The superolateral angle and vertical angle of the ipsilateral orbit and the superomedial angle (SMA) of the contralateral orbit were more obtuse than those of the controls. Following FODO, the ipsilateral superolateral angle was decreased from 69.2 ± 5.4 degrees to 59.1 ± 4.2 degrees ( P = 0.001), and the contralateral SMA was decreased from 64.8 ± 5.8 degrees to 60.2 ± 6.0 degrees ( P = 0.003). Four of the 17 patients without strabismus in the preoperative period developed strabismus, and the horizontal type was the most common. Logistic regression analysis demonstrated a significant association between new-onset strabismus and SMA difference between both orbits (OR, 1.39; P = 0.041).
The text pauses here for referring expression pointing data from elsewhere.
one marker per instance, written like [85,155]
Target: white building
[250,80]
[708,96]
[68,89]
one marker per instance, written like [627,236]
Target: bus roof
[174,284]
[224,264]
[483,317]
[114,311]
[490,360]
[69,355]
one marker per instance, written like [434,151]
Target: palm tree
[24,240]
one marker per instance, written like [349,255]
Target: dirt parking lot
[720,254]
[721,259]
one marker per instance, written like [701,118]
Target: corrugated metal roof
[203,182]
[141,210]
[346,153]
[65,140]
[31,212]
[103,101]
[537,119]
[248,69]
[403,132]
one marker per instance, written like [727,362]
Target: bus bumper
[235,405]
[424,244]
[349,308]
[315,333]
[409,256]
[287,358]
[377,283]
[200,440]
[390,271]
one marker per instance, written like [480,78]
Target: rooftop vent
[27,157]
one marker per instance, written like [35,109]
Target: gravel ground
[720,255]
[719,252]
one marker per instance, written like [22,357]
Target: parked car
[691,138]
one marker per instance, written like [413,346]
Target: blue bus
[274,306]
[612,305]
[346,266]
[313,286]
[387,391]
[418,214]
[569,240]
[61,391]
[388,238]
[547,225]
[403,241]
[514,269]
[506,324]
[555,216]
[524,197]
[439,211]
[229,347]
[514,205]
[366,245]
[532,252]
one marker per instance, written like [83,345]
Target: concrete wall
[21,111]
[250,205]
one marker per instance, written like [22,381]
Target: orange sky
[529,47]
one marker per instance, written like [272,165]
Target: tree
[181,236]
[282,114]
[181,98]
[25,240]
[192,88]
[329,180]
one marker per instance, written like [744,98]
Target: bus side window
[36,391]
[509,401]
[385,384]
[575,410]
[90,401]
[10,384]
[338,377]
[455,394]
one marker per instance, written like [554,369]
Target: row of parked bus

Orbital dysmorphology in the UCS is bilateral, and the orbital roofs are dysmorphic. The bilateral orbital roofs are lifted toward the fused coronal suture and can be improved after FODO. Horizontal strabismus, such as esotropia and exotropia, is common after FODO, and superomedial orbital roof asymmetry may play a role in its development.
CLINICAL QUESTION/LEVEL OF EVIDENCE: Therapeutic, IV.
单侧冠状缝早闭(UCS)与导致斜视等眼科功能障碍的眼眶形态异常有关。本研究旨在评估UCS患者的眼眶形态异常及其在额眶牵引成骨术(FODO)后的变化,并分析新发斜视的特征。
对2008年5月至2020年11月期间接受FODO的19例UCS患者进行回顾性分析。回顾眼科记录和计算机断层扫描。评估了UCS患者的七个参数,包括宽度、高度、体积和四个方向的眶角,并与年龄匹配的对照受试者进行比较。
患侧眼眶的外上角度和垂直角度以及对侧眼眶的内上角度(SMA)比对照组更钝。FODO后,患侧外上角度从69.2±5.4度降至59.1±4.2度(P = 0.001),对侧SMA从64.8±5.8度降至60.2±6.0度(P = 0.003)。术前无斜视的17例患者中有4例出现斜视,水平型最为常见。逻辑回归分析表明,新发斜视与双侧眼眶SMA差异之间存在显著关联(OR,1.39;P = 0.041)。
UCS患者的眼眶形态异常是双侧的,眶顶形态异常。双侧眶顶向融合的冠状缝方向抬起,FODO后可得到改善。FODO后水平斜视如内斜视和外斜视很常见,眶顶内上不对称可能在其发生中起作用。